The problem with this plan is that fuel oil and kerosene would be taxed at the highest rates, and those are the fuels that keep most low-income Vermonters warm. Installing new energy efficient technology is expensive, and heating oil has dominated the market for decades.
Cheney said that there are other options on the fiscal table, like an efficiency fee tacked on to Vermonters’ heating bills or the removal of a sales tax exemption, as the report recommends (but with less of a preference than the excise tax).
“The excise tax is one of a handful of possibilities so I can’t comment until I hear about the other suggestions,” she said. “But no matter what it is, we need to find a way for it not to have an impact on low-income Vermonters. It’s needed and the return would be significant. It’s one of the few taxes where you’d see a return on investment right away.”
The Act 250 attachment
Montpelier Rep. Tony Klein, who chairs the House Natural Resources and Energy Committee, is going to propose a bill that would create regional plans “with teeth,” as he put it.

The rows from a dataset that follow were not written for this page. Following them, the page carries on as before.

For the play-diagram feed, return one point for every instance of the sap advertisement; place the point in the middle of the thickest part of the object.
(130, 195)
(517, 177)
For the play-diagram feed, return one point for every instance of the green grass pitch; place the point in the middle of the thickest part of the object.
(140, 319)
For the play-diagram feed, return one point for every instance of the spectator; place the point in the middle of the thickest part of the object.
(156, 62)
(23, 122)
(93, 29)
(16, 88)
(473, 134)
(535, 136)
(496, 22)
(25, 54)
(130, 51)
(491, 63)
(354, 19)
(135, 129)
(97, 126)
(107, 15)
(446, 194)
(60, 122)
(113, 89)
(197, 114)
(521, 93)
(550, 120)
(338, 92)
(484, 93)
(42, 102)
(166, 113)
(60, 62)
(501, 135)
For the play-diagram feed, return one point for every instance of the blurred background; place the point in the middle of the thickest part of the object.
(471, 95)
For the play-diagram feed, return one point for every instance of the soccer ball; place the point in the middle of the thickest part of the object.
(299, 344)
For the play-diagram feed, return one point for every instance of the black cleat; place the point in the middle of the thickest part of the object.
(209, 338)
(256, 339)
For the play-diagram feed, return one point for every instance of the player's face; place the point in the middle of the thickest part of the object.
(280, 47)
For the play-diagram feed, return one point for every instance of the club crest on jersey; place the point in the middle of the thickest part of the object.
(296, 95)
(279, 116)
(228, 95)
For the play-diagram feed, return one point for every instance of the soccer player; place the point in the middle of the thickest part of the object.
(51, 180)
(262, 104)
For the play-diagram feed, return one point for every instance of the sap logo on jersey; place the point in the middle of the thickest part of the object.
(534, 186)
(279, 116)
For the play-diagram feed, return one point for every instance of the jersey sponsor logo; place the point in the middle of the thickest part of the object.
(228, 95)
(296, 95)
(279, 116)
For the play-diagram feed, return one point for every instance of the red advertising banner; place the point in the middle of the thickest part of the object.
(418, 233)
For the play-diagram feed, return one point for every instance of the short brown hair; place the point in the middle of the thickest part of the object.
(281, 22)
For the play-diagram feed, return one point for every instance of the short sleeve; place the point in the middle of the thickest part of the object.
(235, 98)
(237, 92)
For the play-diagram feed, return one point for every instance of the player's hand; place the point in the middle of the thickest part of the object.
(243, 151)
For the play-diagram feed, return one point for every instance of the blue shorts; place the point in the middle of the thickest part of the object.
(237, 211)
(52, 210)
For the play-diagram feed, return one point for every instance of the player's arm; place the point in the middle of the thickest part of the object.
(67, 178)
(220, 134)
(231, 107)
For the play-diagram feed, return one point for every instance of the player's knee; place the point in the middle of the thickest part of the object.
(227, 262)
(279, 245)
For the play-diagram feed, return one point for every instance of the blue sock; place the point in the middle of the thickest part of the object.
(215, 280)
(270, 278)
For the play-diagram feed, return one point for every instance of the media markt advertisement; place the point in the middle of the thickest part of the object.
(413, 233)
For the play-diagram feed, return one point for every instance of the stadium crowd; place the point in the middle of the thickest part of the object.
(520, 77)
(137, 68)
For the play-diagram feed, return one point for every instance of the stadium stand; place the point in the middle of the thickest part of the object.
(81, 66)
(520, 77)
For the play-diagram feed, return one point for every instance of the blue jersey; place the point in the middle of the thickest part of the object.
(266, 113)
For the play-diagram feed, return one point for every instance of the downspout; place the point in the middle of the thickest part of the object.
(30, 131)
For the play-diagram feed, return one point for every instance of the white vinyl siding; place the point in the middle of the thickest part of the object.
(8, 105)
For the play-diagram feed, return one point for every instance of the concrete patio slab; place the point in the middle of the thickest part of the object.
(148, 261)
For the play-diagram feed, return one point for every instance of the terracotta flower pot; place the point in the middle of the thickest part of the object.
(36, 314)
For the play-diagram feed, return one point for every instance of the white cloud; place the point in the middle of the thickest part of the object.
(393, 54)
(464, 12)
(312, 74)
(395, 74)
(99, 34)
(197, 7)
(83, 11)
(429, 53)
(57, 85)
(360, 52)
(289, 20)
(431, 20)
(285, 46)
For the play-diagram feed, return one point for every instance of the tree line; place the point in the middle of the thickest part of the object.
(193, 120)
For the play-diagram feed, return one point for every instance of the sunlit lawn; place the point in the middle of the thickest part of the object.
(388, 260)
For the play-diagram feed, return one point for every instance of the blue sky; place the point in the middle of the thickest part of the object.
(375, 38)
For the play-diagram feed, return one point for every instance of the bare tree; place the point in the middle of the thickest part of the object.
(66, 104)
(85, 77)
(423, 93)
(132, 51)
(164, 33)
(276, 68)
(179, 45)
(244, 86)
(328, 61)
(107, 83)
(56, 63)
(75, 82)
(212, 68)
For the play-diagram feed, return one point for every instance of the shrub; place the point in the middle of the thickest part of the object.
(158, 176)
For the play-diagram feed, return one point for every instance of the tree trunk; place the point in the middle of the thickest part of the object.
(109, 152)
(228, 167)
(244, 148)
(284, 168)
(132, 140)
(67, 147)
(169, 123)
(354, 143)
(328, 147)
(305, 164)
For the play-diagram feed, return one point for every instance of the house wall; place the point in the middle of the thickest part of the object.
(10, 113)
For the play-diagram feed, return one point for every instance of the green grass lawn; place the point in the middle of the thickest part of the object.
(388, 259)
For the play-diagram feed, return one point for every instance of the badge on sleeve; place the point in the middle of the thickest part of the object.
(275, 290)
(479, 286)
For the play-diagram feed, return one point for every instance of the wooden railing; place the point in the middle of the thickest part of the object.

In response to an outcry over industrial wind and other large commercial developments across the state, he said it’s about time Vermonters begin planning the way their state looks and operates decades into the future. To do that, he said, legislators and citizens need to consider a controversial proposal that would take power from individual towns and put it in the hands of the region.
“When this bill comes out, and we start having hearings on it, people are going to come out of the woodwork screaming,” he said. “But the purpose of putting the draft on the table is to put the proposal out there so a robust discussion can ensue, and I have no idea what the end result will be because my committee will not necessarily be advocating one thing or another.”
Such regional plans, he said “would trump any individual town from being able to say no to something that is beneficial to the wider good.”
Klein said that when Act 250 was passed in the 1970s, the Legislature only approved the permitting part of the bill. A planning component didn’t make it through. And that is what he is redrafting.
“All cards must be on the table. These are hard decisions,” said Klein. “If you’re complaining about the process today and you think the remedy is for you to have a voice, be careful of what you ask for, because there is no such thing as a free lunch.”
Wind moratorium
A bipartisan effort in the Senate is pushing for a three-year wind moratorium on large-scale wind development, but Klein is vehemently opposed to this proposal and said no such movement is likely to generate steam in the House.
A moratorium on wind projects, he said, would undo progress on the state’s renewable energy front and would be terrible for business. He is open to tweaking policy and the permitting process; but he warned that if the Senate approved this moratorium, Vermont’s reputation as a world leader in environmental progress would be irreparably destroyed.
“Not only is that the most anti-business statement, but if the Senate passes the moratorium — whether or not the House passes it doesn’t matter — the message is already sent. Vermont as a leader in renewable energy generation in the country and the world is over. We are done. In fact, we would be a joke,” he said.
“There would be no more efforts to expand these initiatives and the developers would run for the hills. It’s a very regressive cut-off your-nose-to-spite-your-face, very selfish, very parochial statement. It’s not even honest. They don’t want a moratorium, they want a ban.”
Solid waste
The House committee is also planning to redefine state law surrounding municipal sewage sludge so that it cannot be deposited in a landfill after a certain date.
Klein said there are other more appropriate places to put this sludge.
The committee is addressing this issue in large part due to odor complaints voiced by residents who live near the landfill.